Along today’s announcement of the new Cortex-A77 CPU microarchitecture, the arguably bigger announcement is Arm’s unveiling of the new Valhall GPU architecture and the new Mali-G77 GPU. It’s been three years since the unveiling of the Bifrost architecture, and as the industry and workloads continue to evolve, so must the company’s GPUs.

Valhall and the new Mali-G77 follow up on the last three generations of Mali GPUs with some significant improvements in performance, density and efficiency. While last year’s G76 introduced some large changes to the compute architecture of the execution engines, the G77 goes a lot further and departs from Arm’s relatively unusual compute core design.

A look back at Bifrost – third time’s the charm

It’s not too big of a secret that the last few years haven’t been very kind to Arm’s GPU IP offerings. When the first Bifrost GPU - the Mali-G71 was announced back in 2016 and productised later that year in the Kirin 960 and Exynos 8895, we had expected good performance and efficiency gains.

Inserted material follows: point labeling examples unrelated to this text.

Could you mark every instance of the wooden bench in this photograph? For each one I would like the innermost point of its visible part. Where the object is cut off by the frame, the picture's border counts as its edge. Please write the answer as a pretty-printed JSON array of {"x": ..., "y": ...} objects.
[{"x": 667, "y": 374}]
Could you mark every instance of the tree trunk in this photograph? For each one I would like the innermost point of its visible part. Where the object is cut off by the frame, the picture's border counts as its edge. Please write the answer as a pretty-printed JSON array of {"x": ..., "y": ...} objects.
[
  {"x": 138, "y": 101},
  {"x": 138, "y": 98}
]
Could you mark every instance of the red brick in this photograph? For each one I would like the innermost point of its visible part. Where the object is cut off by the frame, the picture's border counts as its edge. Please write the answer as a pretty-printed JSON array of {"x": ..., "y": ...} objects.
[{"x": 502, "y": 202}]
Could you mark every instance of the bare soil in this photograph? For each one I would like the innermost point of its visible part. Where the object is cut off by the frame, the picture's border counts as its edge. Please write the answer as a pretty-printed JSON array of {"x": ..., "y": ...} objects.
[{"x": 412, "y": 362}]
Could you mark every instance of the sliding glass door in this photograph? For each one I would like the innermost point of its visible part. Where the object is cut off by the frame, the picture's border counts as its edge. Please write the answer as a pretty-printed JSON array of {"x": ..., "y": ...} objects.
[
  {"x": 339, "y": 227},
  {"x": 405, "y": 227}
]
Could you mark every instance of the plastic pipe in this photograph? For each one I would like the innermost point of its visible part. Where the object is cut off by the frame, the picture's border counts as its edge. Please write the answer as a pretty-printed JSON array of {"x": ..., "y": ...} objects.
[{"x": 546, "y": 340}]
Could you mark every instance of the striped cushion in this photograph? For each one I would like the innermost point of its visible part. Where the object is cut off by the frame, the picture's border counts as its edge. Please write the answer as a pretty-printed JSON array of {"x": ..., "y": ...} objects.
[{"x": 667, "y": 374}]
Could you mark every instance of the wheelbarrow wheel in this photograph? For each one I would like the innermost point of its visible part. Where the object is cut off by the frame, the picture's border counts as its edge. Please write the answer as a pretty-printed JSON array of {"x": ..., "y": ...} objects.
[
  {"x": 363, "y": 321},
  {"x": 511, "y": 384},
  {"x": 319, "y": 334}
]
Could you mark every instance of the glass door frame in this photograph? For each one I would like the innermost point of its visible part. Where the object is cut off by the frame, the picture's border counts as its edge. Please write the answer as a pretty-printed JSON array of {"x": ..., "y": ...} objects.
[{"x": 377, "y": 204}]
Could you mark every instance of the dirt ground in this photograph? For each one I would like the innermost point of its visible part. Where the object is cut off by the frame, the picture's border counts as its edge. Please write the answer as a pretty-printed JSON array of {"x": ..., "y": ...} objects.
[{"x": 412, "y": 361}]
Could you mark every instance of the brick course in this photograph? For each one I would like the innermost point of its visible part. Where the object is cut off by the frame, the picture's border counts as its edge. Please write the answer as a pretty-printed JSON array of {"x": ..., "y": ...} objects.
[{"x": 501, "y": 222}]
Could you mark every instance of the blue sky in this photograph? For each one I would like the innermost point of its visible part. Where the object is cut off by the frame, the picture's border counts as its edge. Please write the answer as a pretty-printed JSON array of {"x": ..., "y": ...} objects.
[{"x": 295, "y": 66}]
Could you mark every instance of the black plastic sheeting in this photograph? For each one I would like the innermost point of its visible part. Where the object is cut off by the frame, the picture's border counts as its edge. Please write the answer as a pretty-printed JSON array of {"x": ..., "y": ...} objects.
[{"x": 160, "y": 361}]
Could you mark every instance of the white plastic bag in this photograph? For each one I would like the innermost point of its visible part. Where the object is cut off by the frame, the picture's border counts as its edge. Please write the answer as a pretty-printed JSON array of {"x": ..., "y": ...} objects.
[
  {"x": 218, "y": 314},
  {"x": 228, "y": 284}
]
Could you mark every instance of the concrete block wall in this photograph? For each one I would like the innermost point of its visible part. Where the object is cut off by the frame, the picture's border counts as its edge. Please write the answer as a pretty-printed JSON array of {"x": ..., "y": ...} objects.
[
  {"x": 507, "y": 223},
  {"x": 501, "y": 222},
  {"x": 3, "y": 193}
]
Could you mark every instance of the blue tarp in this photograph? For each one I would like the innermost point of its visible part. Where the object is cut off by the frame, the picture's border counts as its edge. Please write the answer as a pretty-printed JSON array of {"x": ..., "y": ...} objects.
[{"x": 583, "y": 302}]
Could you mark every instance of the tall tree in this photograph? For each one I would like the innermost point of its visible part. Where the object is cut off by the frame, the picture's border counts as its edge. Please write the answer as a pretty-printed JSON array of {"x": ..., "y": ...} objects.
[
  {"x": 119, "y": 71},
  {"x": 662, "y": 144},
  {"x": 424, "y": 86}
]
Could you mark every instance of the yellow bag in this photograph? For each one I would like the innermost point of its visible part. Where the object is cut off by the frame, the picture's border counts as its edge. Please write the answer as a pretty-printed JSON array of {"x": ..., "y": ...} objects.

Bifrost was Arm’s first scalar GPU architecture, departing from the previous generation’s (Midgard: T-600, 700 & 800 series) vector instruction design. The change was fundamental and akin to what we saw desktop GPU vendors like AMD and Nvidia introduce with their new GCN and Tesla architectures last decade.

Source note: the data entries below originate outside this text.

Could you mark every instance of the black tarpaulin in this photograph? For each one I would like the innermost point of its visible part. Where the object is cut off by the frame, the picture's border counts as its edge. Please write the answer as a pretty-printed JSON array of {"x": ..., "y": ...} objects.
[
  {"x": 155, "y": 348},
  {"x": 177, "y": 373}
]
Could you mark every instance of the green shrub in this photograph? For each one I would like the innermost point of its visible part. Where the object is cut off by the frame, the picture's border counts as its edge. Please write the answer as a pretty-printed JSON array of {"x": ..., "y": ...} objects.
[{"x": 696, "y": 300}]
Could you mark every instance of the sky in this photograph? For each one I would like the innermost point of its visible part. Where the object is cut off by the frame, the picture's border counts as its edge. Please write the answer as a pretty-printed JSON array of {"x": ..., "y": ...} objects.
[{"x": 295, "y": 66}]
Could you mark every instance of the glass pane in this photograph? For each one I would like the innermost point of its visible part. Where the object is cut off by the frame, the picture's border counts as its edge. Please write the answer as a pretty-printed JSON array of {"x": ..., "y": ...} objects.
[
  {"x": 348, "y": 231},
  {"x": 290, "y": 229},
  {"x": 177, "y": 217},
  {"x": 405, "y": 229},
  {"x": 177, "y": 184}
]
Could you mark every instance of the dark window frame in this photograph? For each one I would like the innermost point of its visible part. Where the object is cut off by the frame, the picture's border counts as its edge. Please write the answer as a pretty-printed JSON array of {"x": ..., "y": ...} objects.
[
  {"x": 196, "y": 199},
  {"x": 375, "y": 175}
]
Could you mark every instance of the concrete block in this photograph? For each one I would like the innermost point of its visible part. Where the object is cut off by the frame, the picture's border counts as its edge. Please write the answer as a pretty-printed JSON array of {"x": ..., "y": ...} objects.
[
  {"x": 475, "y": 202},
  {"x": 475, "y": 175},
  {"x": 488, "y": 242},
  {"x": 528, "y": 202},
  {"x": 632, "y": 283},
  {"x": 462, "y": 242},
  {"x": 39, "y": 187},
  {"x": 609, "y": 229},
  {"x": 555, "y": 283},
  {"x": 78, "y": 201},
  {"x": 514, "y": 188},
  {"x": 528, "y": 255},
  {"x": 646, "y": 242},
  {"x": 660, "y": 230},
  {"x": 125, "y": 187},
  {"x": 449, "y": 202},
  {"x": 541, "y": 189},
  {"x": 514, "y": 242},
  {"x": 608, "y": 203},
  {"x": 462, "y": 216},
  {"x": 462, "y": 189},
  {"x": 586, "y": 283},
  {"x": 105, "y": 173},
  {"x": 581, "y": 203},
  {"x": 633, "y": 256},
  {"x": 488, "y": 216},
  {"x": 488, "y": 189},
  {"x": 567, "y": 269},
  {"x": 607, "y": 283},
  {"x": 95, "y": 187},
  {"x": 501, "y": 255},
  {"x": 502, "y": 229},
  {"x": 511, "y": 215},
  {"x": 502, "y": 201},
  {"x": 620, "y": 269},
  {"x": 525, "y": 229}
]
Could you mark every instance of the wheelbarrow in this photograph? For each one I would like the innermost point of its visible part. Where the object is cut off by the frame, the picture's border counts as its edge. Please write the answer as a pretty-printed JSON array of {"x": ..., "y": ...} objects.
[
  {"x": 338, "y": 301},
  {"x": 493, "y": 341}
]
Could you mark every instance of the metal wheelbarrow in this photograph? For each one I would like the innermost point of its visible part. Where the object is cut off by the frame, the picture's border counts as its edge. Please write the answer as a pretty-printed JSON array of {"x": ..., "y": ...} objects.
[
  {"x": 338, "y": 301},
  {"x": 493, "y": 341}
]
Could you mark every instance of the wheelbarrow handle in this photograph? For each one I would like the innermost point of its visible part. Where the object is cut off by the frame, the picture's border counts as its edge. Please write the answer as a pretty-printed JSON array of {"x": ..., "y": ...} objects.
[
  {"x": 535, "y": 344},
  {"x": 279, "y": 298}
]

Unfortunately the first two generations of Bifrost, the Mali-G71 and subsequent G72 weren’t very good GPUs. Arm’s two leading licensees, HiSilicon and Samsung, both came out with quite disappointing SoCs when it came to their GPUs these two generations. The Kirin 960 and 970 in particular were extremely bad in this regard and I’d argue it had quite a lot of impact on Huawei and Honor’s product planning and marketing.

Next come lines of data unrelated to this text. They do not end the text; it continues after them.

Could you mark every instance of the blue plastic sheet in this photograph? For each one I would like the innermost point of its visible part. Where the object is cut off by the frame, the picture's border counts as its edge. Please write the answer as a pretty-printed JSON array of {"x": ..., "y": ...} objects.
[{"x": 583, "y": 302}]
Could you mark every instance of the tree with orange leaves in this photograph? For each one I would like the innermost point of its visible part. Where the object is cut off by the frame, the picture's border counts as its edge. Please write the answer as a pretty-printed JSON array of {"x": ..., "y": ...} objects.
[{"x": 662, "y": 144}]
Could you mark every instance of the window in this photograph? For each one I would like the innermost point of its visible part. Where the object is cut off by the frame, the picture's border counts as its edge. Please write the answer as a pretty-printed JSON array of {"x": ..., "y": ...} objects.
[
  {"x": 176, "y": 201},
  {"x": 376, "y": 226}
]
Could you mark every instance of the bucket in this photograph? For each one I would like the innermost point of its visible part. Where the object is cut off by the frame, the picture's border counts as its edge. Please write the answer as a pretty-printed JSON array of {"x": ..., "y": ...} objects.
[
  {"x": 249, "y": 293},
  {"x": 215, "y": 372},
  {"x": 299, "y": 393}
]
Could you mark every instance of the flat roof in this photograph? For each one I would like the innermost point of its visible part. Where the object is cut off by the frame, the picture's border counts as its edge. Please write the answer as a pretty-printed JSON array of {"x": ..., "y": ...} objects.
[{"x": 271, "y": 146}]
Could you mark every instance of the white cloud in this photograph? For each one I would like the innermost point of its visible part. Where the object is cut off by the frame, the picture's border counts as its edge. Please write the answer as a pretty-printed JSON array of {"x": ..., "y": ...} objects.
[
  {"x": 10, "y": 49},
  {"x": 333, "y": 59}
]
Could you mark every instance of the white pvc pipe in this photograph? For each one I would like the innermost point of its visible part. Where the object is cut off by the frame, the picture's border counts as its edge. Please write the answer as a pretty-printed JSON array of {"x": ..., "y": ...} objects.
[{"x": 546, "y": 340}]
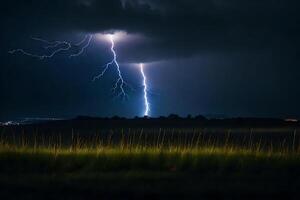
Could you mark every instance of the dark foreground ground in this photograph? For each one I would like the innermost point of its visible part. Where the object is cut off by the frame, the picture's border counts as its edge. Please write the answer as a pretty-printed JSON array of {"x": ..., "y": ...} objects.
[{"x": 192, "y": 161}]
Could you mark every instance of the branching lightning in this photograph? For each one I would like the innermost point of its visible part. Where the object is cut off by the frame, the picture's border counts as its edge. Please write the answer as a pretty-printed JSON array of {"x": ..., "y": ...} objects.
[
  {"x": 146, "y": 102},
  {"x": 55, "y": 47},
  {"x": 120, "y": 83}
]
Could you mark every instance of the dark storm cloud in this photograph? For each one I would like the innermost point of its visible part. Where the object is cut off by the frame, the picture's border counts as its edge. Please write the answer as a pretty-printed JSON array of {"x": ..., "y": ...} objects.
[{"x": 176, "y": 27}]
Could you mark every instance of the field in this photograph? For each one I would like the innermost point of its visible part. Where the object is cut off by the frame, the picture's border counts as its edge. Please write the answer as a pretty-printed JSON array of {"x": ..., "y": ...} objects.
[{"x": 150, "y": 163}]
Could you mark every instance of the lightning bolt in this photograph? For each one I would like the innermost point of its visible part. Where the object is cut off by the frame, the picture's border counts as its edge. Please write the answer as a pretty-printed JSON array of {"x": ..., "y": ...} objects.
[
  {"x": 55, "y": 47},
  {"x": 120, "y": 83},
  {"x": 146, "y": 102}
]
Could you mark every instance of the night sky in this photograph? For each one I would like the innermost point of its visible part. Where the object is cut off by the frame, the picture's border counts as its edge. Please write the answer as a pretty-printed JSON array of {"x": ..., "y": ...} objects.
[{"x": 224, "y": 58}]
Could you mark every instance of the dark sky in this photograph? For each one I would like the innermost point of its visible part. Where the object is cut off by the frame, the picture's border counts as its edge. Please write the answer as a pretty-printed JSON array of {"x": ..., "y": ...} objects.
[{"x": 215, "y": 57}]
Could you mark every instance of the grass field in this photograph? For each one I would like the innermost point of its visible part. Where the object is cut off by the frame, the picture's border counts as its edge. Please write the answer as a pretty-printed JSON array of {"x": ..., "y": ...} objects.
[{"x": 141, "y": 166}]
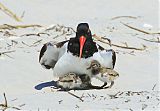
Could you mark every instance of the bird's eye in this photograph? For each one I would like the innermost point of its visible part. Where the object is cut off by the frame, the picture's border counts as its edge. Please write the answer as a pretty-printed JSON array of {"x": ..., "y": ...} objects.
[{"x": 94, "y": 65}]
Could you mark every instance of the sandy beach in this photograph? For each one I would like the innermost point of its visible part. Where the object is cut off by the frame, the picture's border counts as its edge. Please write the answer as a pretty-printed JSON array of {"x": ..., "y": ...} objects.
[{"x": 28, "y": 86}]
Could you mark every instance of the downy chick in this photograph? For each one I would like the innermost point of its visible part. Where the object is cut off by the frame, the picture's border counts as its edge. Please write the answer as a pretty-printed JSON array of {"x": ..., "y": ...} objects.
[
  {"x": 69, "y": 81},
  {"x": 103, "y": 74}
]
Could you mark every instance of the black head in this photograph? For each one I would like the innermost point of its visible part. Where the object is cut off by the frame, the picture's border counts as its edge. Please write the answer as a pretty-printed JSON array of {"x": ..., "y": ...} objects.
[
  {"x": 95, "y": 67},
  {"x": 82, "y": 45},
  {"x": 83, "y": 30}
]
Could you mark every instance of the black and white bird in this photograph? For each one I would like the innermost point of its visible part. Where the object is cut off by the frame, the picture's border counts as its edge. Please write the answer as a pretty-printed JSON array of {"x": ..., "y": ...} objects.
[{"x": 75, "y": 54}]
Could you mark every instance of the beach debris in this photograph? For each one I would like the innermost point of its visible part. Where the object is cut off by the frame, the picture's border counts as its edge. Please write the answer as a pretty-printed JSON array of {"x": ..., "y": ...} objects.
[
  {"x": 139, "y": 30},
  {"x": 5, "y": 53},
  {"x": 6, "y": 106},
  {"x": 9, "y": 13},
  {"x": 151, "y": 40},
  {"x": 117, "y": 17},
  {"x": 11, "y": 27},
  {"x": 75, "y": 96},
  {"x": 119, "y": 46}
]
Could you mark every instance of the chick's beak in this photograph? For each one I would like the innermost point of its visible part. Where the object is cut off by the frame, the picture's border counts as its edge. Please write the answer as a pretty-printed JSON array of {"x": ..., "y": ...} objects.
[{"x": 82, "y": 40}]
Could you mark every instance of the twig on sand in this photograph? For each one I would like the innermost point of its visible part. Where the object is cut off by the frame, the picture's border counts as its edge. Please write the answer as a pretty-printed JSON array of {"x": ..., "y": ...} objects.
[
  {"x": 34, "y": 44},
  {"x": 75, "y": 96},
  {"x": 10, "y": 27},
  {"x": 37, "y": 34},
  {"x": 114, "y": 96},
  {"x": 9, "y": 12},
  {"x": 154, "y": 87},
  {"x": 150, "y": 40},
  {"x": 117, "y": 17},
  {"x": 140, "y": 30},
  {"x": 5, "y": 53},
  {"x": 119, "y": 46},
  {"x": 5, "y": 105}
]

GFXBench Aztec Ruins - Normal - Vulkan/Metal - Off-screen

GFXBench Manhattan 3.1 Offscreen Power Efficiency
(System Active Power)
  Mfc. Process FPS Avg. Power
(W)
Perf/W
Efficiency
iPhone XS (A12) Warm 7FF 76.51 3.79 20.18 fps/W
iPhone XS (A12) Cold / Peak 7FF 103.83 5.98 17.36 fps/W
Galaxy 10+ (Snapdragon 855) 7FF 70.67 4.88 14.46 fps/W
Galaxy 10+ (Exynos 9820) 8LPP 68.87 5.10 13.48 fps/W
Galaxy S9+ (Snapdragon 845) 10LPP 61.16 5.01 11.99 fps/W
Huawei Mate 20 Pro (Kirin 980) 7FF 54.54 4.57 11.93 fps/W
Galaxy S9 (Exynos 9810) 10LPP 46.04 4.08 11.28 fps/W
Galaxy S8 (Snapdragon 835) 10LPE 38.90 3.79 10.26 fps/W
LeEco Le Pro3 (Snapdragon 821) 14LPP 33.04 4.18 7.90 fps/W
Galaxy S7 (Snapdragon 820) 14LPP 30.98 3.98 7.78 fps/W
Huawei Mate 10 (Kirin 970) 10FF 37.66 6.33 5.94 fps/W
Galaxy S8 (Exynos 8895) 10LPE 42.49 7.35 5.78 fps/W
Galaxy S7 (Exynos 8890) 14LPP 29.41 5.95 4.94 fps/W
Meizu PRO 5 (Exynos 7420) 14LPE 14.45 3.47 4.16 fps/W
Nexus 6P (Snapdragon 810 v2.1) 20Soc 21.94 5.44 4.03 fps/W
Huawei Mate 8 (Kirin 950) 16FF+ 10.37 2.75 3.77 fps/W
Huawei Mate 9 (Kirin 960) 16FFC 32.49 8.63 3.77 fps/W
Huawei P9 (Kirin 955) 16FF+ 10.59 2.98 3.55 fps/W

The last iteration of the Bifrost architecture, the Mali-G76 was a more significant jump for Arm and the IP was largely able to resolve some of the critical issues of its predecessors, resulting in relatively good results for the Exynos 9820 and Kirin 980 chipsets.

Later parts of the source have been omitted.